Abstract

PURPOSE: For promoting the independence and prevention of falls of older adults, new category of motor disorders was established: musculoskeletal ambulation disability symptom complex (MADS). MADS is defined as an increased risk of falls and isolation due to an age-related decline in balance and walking ability. The purpose of this study was to understand functional charactertistics of MADS by examining the association among physical performance, cognitive functions and sedentary behavior in older community-dwellers in Japan. METHODS: Participants: 59 women aged 65 years and older (mean age 71 ± 4 yrs.) participated in this study. After the participants completed a demographic questionnaire, motor function assessments measurments, one-leg standing time with eyes open (OLS) and timed up-and-go test (TUG), were conducted as diagnostic criteria for MADS. Then, the participants were divided into two groups according to OLS time; G1: longer than 15 sec. and G2: less than 15 sec. Measurements: Following variables were measured; 1) physical function -- hand-grip strength, chair-stand, functional reach, gait speed (10 m), 2) cognitive function -- Mini-Mental State Examination (MMSE) and Trail Making Test-A (TMT-A), and 3) sedentary behavior -- self-reported questionnaire.
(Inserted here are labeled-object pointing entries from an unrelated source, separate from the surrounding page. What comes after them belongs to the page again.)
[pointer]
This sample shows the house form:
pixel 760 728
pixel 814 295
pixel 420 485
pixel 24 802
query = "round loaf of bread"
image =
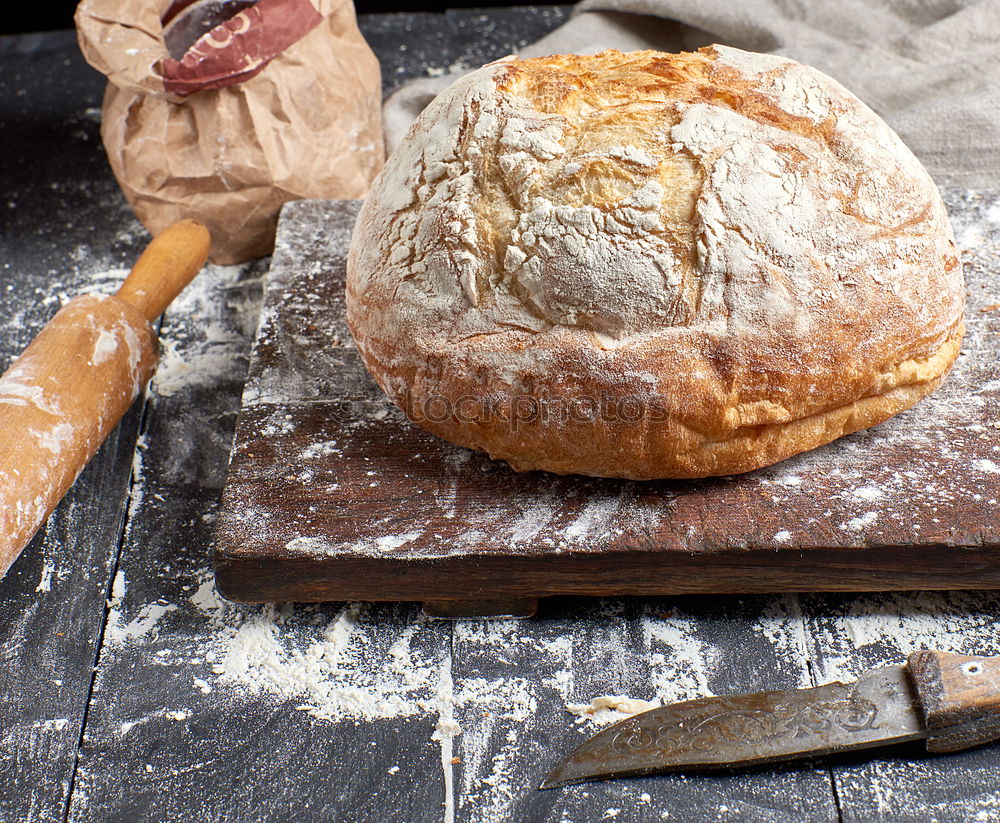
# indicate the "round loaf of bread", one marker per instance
pixel 651 265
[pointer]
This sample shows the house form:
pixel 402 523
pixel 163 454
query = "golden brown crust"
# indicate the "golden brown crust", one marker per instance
pixel 646 265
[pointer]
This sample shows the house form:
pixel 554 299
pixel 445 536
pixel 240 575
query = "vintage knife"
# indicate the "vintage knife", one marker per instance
pixel 950 700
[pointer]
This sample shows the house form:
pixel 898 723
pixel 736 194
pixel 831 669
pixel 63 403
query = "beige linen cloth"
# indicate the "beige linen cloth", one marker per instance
pixel 930 68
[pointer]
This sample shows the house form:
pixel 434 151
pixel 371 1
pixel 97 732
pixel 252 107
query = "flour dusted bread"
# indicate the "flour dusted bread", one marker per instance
pixel 652 265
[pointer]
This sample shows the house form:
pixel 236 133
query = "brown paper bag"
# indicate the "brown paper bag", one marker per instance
pixel 222 110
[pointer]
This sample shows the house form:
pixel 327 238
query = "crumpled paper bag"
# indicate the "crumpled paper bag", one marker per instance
pixel 222 110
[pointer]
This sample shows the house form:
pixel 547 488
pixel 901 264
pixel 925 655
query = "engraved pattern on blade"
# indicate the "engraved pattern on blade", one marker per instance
pixel 789 725
pixel 743 730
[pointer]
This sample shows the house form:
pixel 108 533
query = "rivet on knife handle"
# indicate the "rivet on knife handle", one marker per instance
pixel 952 701
pixel 960 692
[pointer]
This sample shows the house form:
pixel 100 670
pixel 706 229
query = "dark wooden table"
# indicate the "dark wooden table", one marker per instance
pixel 131 691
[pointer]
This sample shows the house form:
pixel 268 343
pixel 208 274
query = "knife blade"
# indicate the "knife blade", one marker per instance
pixel 950 700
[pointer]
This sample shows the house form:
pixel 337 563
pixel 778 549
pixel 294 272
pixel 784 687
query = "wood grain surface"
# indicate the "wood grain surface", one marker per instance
pixel 332 493
pixel 133 692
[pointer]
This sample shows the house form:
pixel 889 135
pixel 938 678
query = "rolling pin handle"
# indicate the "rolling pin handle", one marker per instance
pixel 167 265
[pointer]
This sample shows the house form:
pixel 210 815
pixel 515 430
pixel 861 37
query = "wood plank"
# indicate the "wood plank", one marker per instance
pixel 65 230
pixel 207 710
pixel 851 633
pixel 360 503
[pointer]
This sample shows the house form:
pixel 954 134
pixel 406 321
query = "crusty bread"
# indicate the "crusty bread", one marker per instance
pixel 652 265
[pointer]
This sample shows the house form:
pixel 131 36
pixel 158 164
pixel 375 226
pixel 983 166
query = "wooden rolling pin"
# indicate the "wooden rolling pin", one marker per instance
pixel 62 397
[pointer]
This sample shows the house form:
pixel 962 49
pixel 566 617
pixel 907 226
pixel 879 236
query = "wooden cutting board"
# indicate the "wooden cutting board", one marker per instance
pixel 332 494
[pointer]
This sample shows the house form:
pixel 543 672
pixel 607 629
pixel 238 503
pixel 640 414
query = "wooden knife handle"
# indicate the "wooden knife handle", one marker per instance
pixel 167 265
pixel 957 691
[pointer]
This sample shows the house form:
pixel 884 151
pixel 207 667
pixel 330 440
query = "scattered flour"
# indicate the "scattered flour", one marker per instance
pixel 610 708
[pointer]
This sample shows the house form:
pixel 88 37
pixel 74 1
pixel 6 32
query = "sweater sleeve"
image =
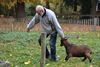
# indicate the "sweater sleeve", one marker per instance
pixel 57 25
pixel 33 22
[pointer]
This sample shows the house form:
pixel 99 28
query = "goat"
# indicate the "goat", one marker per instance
pixel 73 50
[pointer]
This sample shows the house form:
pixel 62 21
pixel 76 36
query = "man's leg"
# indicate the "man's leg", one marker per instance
pixel 53 38
pixel 47 52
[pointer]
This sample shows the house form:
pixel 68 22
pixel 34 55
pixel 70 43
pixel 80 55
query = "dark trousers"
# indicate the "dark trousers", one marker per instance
pixel 52 54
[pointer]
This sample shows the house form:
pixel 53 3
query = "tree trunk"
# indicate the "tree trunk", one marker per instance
pixel 20 10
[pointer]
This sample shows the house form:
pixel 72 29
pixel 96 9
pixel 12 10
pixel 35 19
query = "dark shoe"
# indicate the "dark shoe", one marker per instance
pixel 54 59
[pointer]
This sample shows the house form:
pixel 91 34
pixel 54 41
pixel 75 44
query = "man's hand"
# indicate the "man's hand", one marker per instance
pixel 28 30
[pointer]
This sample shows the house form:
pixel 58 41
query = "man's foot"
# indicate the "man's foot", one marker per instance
pixel 54 59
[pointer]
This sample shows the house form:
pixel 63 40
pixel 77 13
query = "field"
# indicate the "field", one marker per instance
pixel 21 49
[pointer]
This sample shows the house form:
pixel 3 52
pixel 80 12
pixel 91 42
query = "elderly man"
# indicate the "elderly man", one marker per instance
pixel 50 26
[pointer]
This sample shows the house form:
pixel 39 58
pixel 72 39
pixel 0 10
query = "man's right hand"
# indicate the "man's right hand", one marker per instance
pixel 28 30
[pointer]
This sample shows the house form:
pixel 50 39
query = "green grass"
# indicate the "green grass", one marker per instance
pixel 19 48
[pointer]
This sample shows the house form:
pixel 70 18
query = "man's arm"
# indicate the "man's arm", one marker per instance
pixel 32 23
pixel 57 26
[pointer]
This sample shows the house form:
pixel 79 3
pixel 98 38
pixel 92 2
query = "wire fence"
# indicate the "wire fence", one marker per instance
pixel 68 23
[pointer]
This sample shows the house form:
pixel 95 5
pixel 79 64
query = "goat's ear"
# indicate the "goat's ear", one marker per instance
pixel 65 38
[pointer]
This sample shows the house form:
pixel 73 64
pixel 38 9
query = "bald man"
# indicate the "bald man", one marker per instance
pixel 50 26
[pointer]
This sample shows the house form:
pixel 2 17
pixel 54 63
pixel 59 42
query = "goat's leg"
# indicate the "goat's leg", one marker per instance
pixel 88 55
pixel 67 57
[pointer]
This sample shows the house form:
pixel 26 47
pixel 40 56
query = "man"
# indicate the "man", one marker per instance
pixel 51 27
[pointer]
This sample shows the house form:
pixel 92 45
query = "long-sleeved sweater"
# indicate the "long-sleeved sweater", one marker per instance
pixel 48 22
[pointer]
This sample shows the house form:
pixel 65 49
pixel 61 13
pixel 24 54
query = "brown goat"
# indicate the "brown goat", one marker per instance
pixel 73 50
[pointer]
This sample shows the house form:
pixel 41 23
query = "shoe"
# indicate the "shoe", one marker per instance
pixel 54 59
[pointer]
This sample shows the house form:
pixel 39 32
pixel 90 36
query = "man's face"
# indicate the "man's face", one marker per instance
pixel 40 12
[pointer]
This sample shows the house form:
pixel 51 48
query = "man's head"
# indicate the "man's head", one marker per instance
pixel 40 10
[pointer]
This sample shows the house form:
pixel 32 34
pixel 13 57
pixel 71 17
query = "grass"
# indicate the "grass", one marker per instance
pixel 21 49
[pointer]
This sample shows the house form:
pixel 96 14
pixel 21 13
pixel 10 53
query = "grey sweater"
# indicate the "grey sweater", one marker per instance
pixel 48 22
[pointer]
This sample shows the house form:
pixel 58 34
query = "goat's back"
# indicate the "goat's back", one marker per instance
pixel 79 50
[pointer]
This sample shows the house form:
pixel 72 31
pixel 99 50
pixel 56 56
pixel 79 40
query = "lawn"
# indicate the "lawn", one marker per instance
pixel 21 49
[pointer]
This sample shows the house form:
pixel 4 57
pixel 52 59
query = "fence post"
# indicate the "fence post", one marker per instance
pixel 94 23
pixel 43 49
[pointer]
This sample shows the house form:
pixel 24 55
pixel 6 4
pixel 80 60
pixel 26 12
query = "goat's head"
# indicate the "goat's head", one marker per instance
pixel 63 41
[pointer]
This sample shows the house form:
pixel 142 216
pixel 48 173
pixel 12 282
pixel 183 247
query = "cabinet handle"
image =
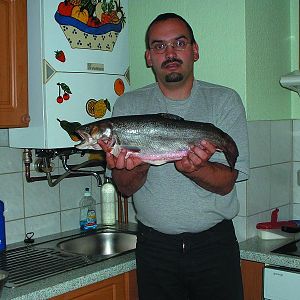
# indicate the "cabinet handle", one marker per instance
pixel 25 119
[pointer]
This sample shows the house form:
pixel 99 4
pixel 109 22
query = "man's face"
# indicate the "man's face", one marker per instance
pixel 174 65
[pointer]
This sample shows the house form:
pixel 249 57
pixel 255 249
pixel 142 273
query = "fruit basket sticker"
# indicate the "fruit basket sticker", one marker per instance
pixel 91 24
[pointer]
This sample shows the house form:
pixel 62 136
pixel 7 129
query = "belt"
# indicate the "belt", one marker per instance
pixel 185 239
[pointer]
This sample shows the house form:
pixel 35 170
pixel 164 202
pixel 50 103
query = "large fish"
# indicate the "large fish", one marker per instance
pixel 155 138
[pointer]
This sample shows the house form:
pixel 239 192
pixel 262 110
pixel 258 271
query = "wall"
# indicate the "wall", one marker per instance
pixel 244 45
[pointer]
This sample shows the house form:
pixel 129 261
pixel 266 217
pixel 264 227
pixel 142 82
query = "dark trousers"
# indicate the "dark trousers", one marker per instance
pixel 189 266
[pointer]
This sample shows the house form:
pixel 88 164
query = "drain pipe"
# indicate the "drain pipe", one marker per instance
pixel 70 172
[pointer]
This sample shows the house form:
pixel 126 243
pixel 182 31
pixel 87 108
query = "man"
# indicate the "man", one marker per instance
pixel 186 246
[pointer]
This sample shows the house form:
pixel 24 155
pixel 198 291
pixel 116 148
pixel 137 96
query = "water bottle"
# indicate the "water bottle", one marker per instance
pixel 88 219
pixel 2 227
pixel 108 204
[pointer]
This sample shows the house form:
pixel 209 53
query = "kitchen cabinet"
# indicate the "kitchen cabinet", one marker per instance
pixel 13 58
pixel 252 274
pixel 121 287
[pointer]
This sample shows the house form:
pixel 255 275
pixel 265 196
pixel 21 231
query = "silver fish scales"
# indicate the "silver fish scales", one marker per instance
pixel 155 138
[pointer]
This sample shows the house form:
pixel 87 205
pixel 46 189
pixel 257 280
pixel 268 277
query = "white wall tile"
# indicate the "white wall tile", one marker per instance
pixel 259 143
pixel 284 212
pixel 40 198
pixel 131 213
pixel 296 140
pixel 43 225
pixel 281 184
pixel 281 141
pixel 258 190
pixel 96 190
pixel 241 188
pixel 295 185
pixel 15 231
pixel 10 160
pixel 240 224
pixel 11 193
pixel 296 211
pixel 72 190
pixel 70 219
pixel 253 220
pixel 4 137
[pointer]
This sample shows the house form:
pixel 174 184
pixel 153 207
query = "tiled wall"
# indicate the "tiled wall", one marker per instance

Data are presented as means ± SD, and analyzed using unpaired t-test and ANCOVA. RESULTS: The average time of OLS was significantly different between G1 and G2 groups (61.3 ± 36.9 and 8.2 ± 3.6 sec., p<0.01). Age was significantly different between the G1 and G2 (70.3 ± 2.5 vs. 72.7 ± 3.2 yrs., p<0.05). The results show that maximal gate speed and TUG were significantly lower in G1 than G2 (1.82 ± 0.24 vs. 1.66 ± 0.25 m/sec., p<0.01) and (7.0 ± 1.1 vs. 8.0 ± 1.5 sec., p<0.05), respectively. In ANCOVA adjusting for the age, TMT-A and sedentary time were significantly different between G1 and G2; TMT-A : 93.9 ± 29.8 sec. vs. 103.3 ± 30.6 sec., p<0.01 and sedentary time: 8.8 ± 0.9 vs. 10.2 ± 1.5 hrs./day, p<0.05. MADS may affect the TMT-A and sedentary time in the older women. CONCLUSIONS: These results suggest that decline in physical and cognitive functions, and sedentary behavior may be significantly associated with the risk of MADS in older women. Follow up studies are necessary to examine physical and cognitive functions of older adults with and without MADS.